We had some extremely productive conversations on the ContentHostingService towards the end of the Vancouver Conference. The basic idea of the ContentHostingPulugin was extended, and it looks like it might be worth attempting to restructure the ContentHostingService to separate the implementation of the default storage mechanism so that node properties are stored centrally, but all handling mechanisms become plug ins. This will me merging both ContentResource and ContentCollection into a single ContentEntity more fully so that the core of ContentHosting can treat them the same, regardless of where and how they are stored. This opens the potential to have tools inject ContentHostingHandlers into the ContentHostingService. ie Repositories, DSpace, IMS-CP etc etc etc, not going to be 2.2, but maybe 2.3. Will be working with Jim Eng on this, as its his code.

Semantic Search

4 06 2006

Currently Search performs its indexing on text streams. There is a significant amount of information that can be extracted from entities, beside the simple digest of content. This includes things like the entity reference, the URL, title, description etc. There is also other information. We could create multiple indexes for this in Lucene quite easily, but it would not necessarily provide the search structure that is required. A better approach is probably going to be to represent this in RDF. So Im going to try and enhance the EntityContentProcuder with an RDF stream and place a pluggable RDF triple store underneath the search engine to operate as a secondary stream.

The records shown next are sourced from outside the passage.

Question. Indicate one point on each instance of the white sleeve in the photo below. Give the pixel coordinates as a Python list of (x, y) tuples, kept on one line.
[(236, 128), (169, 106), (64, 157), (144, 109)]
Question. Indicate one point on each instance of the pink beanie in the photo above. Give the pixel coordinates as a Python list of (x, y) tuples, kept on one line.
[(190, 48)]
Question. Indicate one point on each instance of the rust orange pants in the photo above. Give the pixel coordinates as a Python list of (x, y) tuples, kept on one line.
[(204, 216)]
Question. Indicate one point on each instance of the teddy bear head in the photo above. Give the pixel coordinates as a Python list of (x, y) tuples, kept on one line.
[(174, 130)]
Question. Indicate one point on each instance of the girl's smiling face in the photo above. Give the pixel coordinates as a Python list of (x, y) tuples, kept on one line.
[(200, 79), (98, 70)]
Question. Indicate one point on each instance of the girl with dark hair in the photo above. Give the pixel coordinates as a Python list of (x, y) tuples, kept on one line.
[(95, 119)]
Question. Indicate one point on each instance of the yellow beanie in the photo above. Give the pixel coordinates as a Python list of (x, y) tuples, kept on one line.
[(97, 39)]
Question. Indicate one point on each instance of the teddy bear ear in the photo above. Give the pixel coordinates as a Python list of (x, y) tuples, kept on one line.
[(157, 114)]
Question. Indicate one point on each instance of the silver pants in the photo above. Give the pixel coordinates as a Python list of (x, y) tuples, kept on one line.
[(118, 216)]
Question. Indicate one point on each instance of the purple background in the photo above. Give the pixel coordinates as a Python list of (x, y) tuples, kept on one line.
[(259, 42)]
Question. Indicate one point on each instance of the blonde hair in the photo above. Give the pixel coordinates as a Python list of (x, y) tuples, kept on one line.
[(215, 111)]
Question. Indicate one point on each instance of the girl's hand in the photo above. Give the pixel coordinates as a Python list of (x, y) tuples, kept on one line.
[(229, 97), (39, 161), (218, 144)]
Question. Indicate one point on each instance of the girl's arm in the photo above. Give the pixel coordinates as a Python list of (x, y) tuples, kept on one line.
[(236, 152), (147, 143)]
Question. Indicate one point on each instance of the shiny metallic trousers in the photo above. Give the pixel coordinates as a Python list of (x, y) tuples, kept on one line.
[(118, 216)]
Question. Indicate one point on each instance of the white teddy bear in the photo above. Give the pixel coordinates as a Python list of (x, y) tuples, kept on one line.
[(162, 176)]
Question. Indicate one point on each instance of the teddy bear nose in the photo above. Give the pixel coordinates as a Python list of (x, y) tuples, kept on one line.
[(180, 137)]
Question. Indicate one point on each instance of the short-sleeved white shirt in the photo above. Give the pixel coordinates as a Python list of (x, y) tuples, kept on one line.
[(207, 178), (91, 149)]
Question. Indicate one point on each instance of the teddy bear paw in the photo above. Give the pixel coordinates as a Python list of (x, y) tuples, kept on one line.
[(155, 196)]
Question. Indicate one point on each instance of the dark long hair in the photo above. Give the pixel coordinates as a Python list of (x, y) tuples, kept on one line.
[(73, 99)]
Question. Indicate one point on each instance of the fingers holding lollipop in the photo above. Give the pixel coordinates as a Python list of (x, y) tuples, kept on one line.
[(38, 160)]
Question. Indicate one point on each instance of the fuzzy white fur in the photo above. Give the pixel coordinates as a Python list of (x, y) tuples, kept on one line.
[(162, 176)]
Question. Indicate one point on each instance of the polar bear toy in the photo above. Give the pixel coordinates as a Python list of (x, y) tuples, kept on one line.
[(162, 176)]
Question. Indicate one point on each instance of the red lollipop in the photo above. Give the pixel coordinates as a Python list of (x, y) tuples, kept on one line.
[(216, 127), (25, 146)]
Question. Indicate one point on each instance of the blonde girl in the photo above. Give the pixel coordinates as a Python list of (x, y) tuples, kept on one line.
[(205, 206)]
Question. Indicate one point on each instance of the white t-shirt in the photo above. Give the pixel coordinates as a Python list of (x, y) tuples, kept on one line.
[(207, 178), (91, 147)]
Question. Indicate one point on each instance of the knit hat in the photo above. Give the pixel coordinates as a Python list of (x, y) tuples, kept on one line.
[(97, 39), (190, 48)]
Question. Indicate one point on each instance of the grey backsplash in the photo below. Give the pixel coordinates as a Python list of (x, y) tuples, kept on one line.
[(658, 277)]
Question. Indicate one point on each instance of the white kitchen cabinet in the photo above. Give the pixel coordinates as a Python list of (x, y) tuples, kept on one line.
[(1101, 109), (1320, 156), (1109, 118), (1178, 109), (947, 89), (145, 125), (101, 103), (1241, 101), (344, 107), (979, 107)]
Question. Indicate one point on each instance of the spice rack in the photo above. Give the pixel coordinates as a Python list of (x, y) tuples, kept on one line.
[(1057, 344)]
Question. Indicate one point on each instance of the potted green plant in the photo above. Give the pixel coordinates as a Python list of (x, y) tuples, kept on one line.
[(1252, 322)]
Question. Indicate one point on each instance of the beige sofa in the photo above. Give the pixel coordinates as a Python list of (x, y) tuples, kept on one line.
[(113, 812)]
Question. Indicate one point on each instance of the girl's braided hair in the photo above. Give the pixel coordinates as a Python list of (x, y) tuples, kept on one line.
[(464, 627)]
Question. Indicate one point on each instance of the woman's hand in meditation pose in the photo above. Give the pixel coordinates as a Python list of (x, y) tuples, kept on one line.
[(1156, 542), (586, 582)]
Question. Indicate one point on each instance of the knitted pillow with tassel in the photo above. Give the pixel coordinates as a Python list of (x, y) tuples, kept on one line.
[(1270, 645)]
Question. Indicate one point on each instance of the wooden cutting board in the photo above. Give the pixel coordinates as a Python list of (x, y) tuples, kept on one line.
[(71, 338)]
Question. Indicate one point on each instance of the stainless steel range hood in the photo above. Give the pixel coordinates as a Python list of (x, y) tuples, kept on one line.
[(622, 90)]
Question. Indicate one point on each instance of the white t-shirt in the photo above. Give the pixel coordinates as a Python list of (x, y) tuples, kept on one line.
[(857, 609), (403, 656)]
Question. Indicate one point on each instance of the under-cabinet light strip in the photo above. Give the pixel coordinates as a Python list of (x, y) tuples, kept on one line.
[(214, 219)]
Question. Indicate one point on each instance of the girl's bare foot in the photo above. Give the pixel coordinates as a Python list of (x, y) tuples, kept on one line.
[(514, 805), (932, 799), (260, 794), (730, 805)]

Its quite possible that this will solve some of the search clustering problems and will certainly address the results clustering that would begin to make search really cool.

Vancouver 2006

4 06 2006

Vancouver 2006 was a watershed conference for me. The Sakai Foundation, less than 6 months old, transitioned from a funded project into and Open source community. Chuck was appointed as CEO, thankfully, as selecting almost anyone else would have created a year or more of pain for the community. Problems and issues were openly exposed and discussed without blame of recrimination. The future feels positive.